From the given figure,
In ΔBCD,
tan 30o = BC/ DC
1/√3 = h/ 10
h = 10/ √3
Now, in ΔBCD
cos 30o = DC/BD
√3/2 = 10/x
x = 20/√3 m
So,
x + h = 20/√3 + 10/√3 = 30/√3
10√3 = 10(1.732) = 17.32
Hence, the height of the tree is 17.32 m
问题 37. 气球通过与水平面成 60° 角的长度为 215 m 的电缆连接到气象地面站。确定气球离地面的高度。
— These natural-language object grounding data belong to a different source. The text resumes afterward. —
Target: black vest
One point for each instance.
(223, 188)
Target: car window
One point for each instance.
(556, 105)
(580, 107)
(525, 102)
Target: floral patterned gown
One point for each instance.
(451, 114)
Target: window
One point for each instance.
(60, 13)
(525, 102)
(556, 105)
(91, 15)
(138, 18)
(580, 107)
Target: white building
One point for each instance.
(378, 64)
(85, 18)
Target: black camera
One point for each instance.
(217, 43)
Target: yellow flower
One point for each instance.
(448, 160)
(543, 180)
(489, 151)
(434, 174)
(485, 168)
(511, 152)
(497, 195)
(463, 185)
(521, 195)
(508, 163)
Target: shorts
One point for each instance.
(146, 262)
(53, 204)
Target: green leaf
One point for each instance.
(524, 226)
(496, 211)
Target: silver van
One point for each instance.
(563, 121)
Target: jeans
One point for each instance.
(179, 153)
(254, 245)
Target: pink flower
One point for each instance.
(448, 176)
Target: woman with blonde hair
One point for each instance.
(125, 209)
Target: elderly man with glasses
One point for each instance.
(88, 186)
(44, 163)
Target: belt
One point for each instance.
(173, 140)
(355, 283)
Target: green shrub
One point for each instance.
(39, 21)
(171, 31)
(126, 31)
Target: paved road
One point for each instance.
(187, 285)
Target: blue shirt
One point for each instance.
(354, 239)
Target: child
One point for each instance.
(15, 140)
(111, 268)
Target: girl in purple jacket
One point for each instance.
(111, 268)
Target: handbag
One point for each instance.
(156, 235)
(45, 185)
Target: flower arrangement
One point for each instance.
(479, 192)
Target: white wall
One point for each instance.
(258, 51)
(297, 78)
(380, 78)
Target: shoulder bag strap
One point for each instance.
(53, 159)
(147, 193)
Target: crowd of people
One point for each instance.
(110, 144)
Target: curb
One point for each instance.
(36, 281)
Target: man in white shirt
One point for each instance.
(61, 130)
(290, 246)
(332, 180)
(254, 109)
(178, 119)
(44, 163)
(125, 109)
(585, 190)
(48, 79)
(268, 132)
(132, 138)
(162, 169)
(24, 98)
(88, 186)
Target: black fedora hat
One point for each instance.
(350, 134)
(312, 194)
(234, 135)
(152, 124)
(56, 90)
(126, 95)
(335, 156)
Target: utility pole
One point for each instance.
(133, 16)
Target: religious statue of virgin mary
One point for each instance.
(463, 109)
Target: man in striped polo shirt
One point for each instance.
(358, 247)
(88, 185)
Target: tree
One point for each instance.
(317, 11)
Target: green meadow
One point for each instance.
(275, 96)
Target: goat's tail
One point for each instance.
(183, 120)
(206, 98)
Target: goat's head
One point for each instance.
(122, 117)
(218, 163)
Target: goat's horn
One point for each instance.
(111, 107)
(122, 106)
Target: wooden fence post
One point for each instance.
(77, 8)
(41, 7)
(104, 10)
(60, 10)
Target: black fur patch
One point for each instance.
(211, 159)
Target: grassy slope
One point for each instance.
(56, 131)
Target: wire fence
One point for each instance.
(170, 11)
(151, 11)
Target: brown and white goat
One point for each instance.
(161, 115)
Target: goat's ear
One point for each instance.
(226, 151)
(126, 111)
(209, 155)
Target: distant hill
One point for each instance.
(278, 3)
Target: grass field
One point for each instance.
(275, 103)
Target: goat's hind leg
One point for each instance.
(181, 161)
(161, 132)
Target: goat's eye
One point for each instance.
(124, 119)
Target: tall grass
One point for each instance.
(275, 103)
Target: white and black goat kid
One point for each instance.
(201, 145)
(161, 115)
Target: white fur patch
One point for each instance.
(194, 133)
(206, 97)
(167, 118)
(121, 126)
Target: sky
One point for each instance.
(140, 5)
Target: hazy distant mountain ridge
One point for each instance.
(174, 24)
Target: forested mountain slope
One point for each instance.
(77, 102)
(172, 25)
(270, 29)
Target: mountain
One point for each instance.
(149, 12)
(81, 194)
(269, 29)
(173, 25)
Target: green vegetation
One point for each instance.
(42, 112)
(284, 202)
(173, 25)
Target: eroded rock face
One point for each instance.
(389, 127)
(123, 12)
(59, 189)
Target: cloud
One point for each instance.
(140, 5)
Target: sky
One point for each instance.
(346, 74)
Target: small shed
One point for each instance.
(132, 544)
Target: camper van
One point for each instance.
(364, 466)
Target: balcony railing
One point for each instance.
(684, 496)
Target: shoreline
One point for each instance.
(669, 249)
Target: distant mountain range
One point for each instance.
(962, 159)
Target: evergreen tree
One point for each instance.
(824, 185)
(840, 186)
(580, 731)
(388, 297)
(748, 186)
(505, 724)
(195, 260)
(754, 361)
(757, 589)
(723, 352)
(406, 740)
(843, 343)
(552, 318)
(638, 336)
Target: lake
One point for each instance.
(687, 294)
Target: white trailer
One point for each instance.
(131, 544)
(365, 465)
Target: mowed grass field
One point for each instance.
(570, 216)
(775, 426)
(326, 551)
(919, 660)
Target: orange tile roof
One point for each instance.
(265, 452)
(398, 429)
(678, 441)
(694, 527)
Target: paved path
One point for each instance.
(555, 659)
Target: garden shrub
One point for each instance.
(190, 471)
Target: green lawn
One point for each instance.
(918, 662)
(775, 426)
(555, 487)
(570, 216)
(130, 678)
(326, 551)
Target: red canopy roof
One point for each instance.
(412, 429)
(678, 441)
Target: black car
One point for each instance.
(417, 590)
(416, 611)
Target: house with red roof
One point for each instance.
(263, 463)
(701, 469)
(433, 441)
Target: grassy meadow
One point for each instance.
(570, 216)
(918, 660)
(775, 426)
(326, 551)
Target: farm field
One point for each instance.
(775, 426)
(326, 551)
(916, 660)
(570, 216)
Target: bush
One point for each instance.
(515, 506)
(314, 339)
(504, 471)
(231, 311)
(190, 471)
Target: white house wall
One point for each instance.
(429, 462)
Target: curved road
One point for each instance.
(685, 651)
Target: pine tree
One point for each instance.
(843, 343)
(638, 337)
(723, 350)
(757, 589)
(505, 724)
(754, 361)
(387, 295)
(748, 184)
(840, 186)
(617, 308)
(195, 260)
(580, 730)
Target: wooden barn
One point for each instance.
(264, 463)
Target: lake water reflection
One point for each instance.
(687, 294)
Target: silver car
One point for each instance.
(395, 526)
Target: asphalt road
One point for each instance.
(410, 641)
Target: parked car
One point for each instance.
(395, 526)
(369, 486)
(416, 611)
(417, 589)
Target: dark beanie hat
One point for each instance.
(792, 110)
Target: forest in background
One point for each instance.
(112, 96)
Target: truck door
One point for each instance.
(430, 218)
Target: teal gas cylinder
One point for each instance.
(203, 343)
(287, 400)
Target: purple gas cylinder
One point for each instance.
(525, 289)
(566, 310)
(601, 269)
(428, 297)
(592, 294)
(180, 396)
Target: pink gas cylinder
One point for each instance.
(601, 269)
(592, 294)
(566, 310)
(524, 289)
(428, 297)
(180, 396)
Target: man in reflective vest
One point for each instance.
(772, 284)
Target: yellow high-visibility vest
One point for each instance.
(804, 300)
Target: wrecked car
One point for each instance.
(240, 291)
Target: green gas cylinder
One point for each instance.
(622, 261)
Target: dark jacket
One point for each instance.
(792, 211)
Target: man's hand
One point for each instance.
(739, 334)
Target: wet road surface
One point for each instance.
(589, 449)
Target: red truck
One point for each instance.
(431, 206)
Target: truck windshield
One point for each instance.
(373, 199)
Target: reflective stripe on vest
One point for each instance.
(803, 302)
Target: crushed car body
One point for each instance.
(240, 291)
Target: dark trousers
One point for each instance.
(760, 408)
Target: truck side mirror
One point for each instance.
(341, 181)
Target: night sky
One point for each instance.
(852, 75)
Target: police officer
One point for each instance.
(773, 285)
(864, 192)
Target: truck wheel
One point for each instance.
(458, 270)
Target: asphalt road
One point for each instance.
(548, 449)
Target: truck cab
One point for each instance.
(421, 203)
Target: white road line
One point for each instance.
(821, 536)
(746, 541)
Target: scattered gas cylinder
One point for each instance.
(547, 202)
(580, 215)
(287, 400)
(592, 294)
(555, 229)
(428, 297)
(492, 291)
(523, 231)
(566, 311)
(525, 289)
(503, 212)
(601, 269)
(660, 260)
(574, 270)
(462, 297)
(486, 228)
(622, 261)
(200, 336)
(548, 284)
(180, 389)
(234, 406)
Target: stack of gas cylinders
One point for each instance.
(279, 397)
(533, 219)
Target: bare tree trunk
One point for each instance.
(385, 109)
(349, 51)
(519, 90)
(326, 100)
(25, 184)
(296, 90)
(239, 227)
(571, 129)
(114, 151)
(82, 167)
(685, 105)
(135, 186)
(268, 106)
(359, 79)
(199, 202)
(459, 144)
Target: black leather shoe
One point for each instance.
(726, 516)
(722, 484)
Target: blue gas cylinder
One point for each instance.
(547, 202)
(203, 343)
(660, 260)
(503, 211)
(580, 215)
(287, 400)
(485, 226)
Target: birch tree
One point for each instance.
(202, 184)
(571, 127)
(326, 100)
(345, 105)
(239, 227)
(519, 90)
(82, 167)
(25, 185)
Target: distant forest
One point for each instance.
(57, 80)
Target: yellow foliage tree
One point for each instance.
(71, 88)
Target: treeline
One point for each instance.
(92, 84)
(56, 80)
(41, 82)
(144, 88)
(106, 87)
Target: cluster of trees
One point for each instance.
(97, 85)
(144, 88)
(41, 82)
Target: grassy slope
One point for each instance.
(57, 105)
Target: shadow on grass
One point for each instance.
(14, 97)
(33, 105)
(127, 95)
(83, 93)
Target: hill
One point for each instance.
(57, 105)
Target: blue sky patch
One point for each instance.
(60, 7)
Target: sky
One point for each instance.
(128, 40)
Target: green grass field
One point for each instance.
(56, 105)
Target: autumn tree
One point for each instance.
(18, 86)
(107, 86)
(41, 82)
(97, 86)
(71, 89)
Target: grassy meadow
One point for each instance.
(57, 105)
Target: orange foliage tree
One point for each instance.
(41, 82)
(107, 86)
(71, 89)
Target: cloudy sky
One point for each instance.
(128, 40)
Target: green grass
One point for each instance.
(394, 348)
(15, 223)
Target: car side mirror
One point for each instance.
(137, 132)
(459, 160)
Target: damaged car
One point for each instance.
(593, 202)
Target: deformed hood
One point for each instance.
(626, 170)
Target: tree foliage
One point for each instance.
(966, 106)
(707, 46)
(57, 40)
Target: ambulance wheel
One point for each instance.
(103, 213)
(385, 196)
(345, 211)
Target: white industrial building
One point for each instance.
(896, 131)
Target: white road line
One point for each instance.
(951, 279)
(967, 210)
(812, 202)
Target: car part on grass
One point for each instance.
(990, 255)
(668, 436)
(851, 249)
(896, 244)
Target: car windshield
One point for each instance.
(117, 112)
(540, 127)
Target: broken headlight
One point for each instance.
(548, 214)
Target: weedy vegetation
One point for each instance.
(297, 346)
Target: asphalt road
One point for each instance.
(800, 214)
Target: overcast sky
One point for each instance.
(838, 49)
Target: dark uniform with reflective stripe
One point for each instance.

假设电缆没有松弛。
解决方案:
Let us considered the height of the balloon from the ground = h m
Given that, the length of the cable = 215 m,
and the inclination of the cable is 60o.
So,
In ΔABC
sin 60o = AB/ AC
√3/2 = h/215
h = 215√3/2 = 185.9m
Hence, the height of the balloon from the ground is 186m (approx).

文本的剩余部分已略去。